PORTLAND – The estate of the man fatally shot in downtown Portland after a pro-Trump car rally last year is suing the city of Portland, the mayor and the county district attorney, claiming their alleged negligence contributed to his violent death.
The suit, filed Friday in federal court in Portland, contends a “hands-off approach” to political demonstrations and counter-protests in Portland fostered a “culture of vigilante policing” between opposing factions that filled the void and led to the killing of Aaron “Jay” Danielson on Aug. 29, 2020,
It seeks $13 million in damages – $1.5 million in economic damages, $1.5 million in noneconomic damages and up to $10 million in punitive damages.
“We are seeking justice for the preventable death of a young man, gunned down in a city with a dangerous and deadly hands-off approach to public safety. Time and time again, City leadership and law enforcement have failed to find an effective response to clashing groups of protesters,” Christopher L. Cauble, the estate’s attorney, said in a statement. City Attorney Robert Taylor declined comment .
The Danielson estate also accused Multnomah County District Attorney Mike Schmidt of playing a role by broadcasting last summer that he had adopted a new policy and generally wouldn’t pursue what he considered public order crimes such as criminal mischief, interfering with an officer or a stand-alone riot charge, and instead would focus on deliberate property damage and threats of force or actual force against others.
Schmidt’s office didn’t immediately return a message seeking comment.
Michael Reinoehl, a self-described anti-fascist who said he provided security for racial justice protests in Portland, appeared to have targeted Danielson, according to surveillance camera video of the shooting released by police. Reinoehl, 48, emerged from an alcove of a downtown parking garage before firing two gunshots as Danielson was walking in downtown after the rally, according to a police affidavit.
The suit says Danielson deployed bear spray at Reinoehl in defense simultaneous to the gunshots.
Danielson, 39, was pronounced dead at 8:55 p.m. on Southwest Third Avenue about 10 minutes after the shooting was reported. He died from a single bullet to the upper-right chest, an autopsy found.
Danielson had been with his friend Chandler Pappas and both were wearing Patriot Prayer hats, signifying their support of the right-wing group based in Vancouver, Washington.

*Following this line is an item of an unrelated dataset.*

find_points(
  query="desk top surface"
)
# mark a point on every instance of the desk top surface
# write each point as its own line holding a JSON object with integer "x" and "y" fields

Reinoehl was shot and killed days later outside a Washington apartment complex when officers from a multiagency federal task force moved in to try to arrest him on a Multnomah County warrant charging him with second-degree murder and unlawful use of a firearm in Danielson’s fatal shooting.
The suit alleges that officers from the Rapid Response Team, the Police Bureau’s specialized crowd control unit, were less than a two-block radius from the shooting but were following orders not to get involved that day between dueling demonstrators.
“Given the enormity of the press coverage over the past several years regarding clashes between left- and right-leaning protest groups in the downtown core of Portland, Defendants knew or should have known that violent clashes would occur,” Cauble wrote in the suit.
Police had warned residents via Twitter that a political rally was headed to downtown Portland and urged people to avoid the area if possible. A caravan of trucks and cars with pro-Trump flags wound through downtown, with some fistfights breaking out and chemical spray flying between people passing in the vehicles and others protesting on the street.
At the time of the shooting, the car rally had largely left downtown and crowds mostly had cleared.
Portland police said in a statement that day that officers “tried to respond to disturbances as quickly as possible to restore order, prevent violence and keep traffic moving.” But police said it was difficult to do so in part because skirmishes were also happening on the east side of the river. Officers arrested 10 people throughout the night connected to the confrontations, most accused of disorderly conduct.
The suit noted brawls a week earlier in downtown between opposing demonstrators with bats, smoke bombs, shields and bear spray outside the Justice Center with no police intervention.
The city and the mayor “fostered an environment in which demonstrators on both sides could reasonably anticipate a skeletal and passive police presence on the weekend of August 29, 2020,” the suit said.
The city and police failed “to divert the caravan of right-leaning demonstrators” away from downtown and then failed to separate the feuding demonstrators that resulted, the suit said.
The suit follows a reversal this week from Mayor Ted Wheeler, who at first praised police and then said their hands-off approach last month during a violent political skirmish in Northeast Portland “was not the right strategy.”